With the dawn of the new year, media outlets have flooded consumer with lists - the best this, the worst that, the you've-got-to-be-kidding-me's of 2013. So when I saw one list focused on looking forward, I was intrigued.
Recently CNN published a list of technology-related items consumers will not be able to buy in the future. They did not make the claim that at the end of 2014 these items would be unavailable, but argued individually for each that in the near future - generally five to 10 years - these items would become obsolete.
Now, I'm not a technology junkie. I take a mild interest in changes and innovations to every day products, but I am definitely not the type to wait in long lines on the release day of the new iToy, whatever that may be.
However, one item did catch my eye. I was around and cognizant for the demise of its predecessor and its main competitor but I can already see how it's getting edged out of today's market. That item?
The DVD player.
The column argued that with the rise of Netflix and availability of streaming movies and shows - legally or otherwise - to almost any internet-capable device, DVDs no longer make sense.

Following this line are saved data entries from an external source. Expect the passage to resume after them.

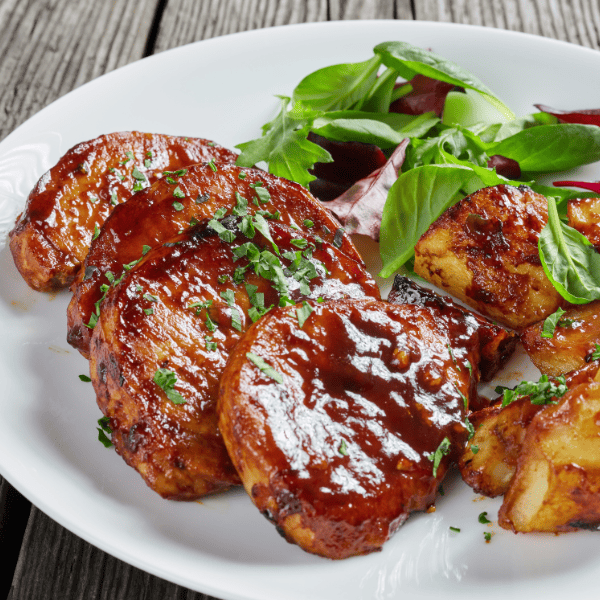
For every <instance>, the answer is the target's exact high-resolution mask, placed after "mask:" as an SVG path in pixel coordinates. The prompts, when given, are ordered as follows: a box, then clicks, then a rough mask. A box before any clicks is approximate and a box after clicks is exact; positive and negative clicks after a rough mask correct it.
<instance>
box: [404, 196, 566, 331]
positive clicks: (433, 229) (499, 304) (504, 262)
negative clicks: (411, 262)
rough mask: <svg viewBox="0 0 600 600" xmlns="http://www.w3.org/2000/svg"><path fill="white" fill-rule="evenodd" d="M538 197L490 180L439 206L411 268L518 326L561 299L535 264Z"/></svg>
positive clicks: (512, 323)
mask: <svg viewBox="0 0 600 600" xmlns="http://www.w3.org/2000/svg"><path fill="white" fill-rule="evenodd" d="M547 220H548V208H547V202H546V199H545V198H544V197H543V196H541V195H539V194H536V193H535V192H533V191H532V190H530V189H529V188H527V187H525V186H522V187H519V188H515V187H512V186H508V185H498V186H494V187H489V188H484V189H482V190H479V191H477V192H475V193H474V194H471V195H470V196H467V197H466V198H464V199H463V200H461V201H460V202H459V203H458V204H456V205H455V206H453V207H451V208H449V209H448V210H447V211H445V212H444V213H443V214H442V215H441V216H440V217H439V218H438V219H437V220H436V221H435V222H434V223H433V224H432V225H431V227H430V228H429V229H428V230H427V232H425V234H424V235H423V236H422V237H421V239H420V240H419V242H418V243H417V245H416V247H415V272H416V273H417V274H418V275H420V276H421V277H423V278H424V279H426V280H427V281H430V282H431V283H433V284H435V285H436V286H438V287H441V288H442V289H444V290H446V291H447V292H449V293H451V294H452V295H453V296H455V297H456V298H458V299H459V300H462V301H463V302H465V303H466V304H469V305H470V306H472V307H473V308H475V309H476V310H477V311H479V312H481V313H482V314H485V315H487V316H489V317H491V318H492V319H494V320H496V321H498V322H500V323H502V324H503V325H506V326H507V327H510V328H512V329H516V330H521V329H523V328H524V327H527V326H528V325H530V324H532V323H535V322H538V321H540V320H542V319H544V318H545V317H547V316H548V315H550V314H552V313H553V312H555V311H556V309H557V308H558V307H559V306H564V305H565V304H566V303H565V301H564V300H563V299H562V298H561V296H560V295H559V293H558V292H557V291H556V290H555V289H554V287H553V286H552V284H551V283H550V281H549V280H548V279H547V277H546V275H545V274H544V271H543V269H542V266H541V263H540V259H539V254H538V240H539V236H540V233H541V231H542V229H543V227H544V225H545V224H546V222H547Z"/></svg>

I buy that premise. When we switched over from VHS tapes to DVDs, people put up a bit of a fight. I doubt that there will be any extreme reaction to phasing out DVD players. However, I will offer up a New Year's prediction that takes this extinction of technology a step farther.
I think regularly scheduled programming will soon become a thing of the past.
Netflix has already experimented with releasing internet-only shows, to great success. I watched the entire season of the Netflix original series "Orange is the New Black" in just about one sitting. Okay, over the span of week, but what a great show. I rarely watch my favorite shows when they are actually airing on television but rather record them to watch at my convenience, or even find them online at the network's site or on something like Hulu. The only televised events I am likely to watch live are sporting events and you can already pay networks and organizations like MLB and ESPN to watch games on mobile devices.
So why even have cable?
I know that Americans love their television and a change like this will take a while - longer than it really should. Advertising would have to adjust, of course. Commercial breaks are generally less frequent when tuning in over the internet compared to the television. However, it is also much more difficult to fast forward through commercials on the internet. They pretty much don't let you do it, forcing us to sit through that horribly disturbing Old Spice commercial.
Of course not everyone has internet access, but with services becoming cheaper and frankly more necessary to function in society, I think that problem will resolve itself before abolishing cable becomes a reality. On the same note, not everyone has a cable or even a television.
As I said, this change probably won't come quickly. There are still generations who feel uncomfortable with the Internet and computers in general, but as today's children grow up and take over changes will occur. My two-year-old cousin can use an iPad better than I can. She has literally had access to that technology her entire life. I remember when it was common for families to share one computer and kids didn't get cell phones until they could drive or even graduated high school. What was normal 20 years ago is now antiquated.
I believe the same will be true in how we watch movies and shows.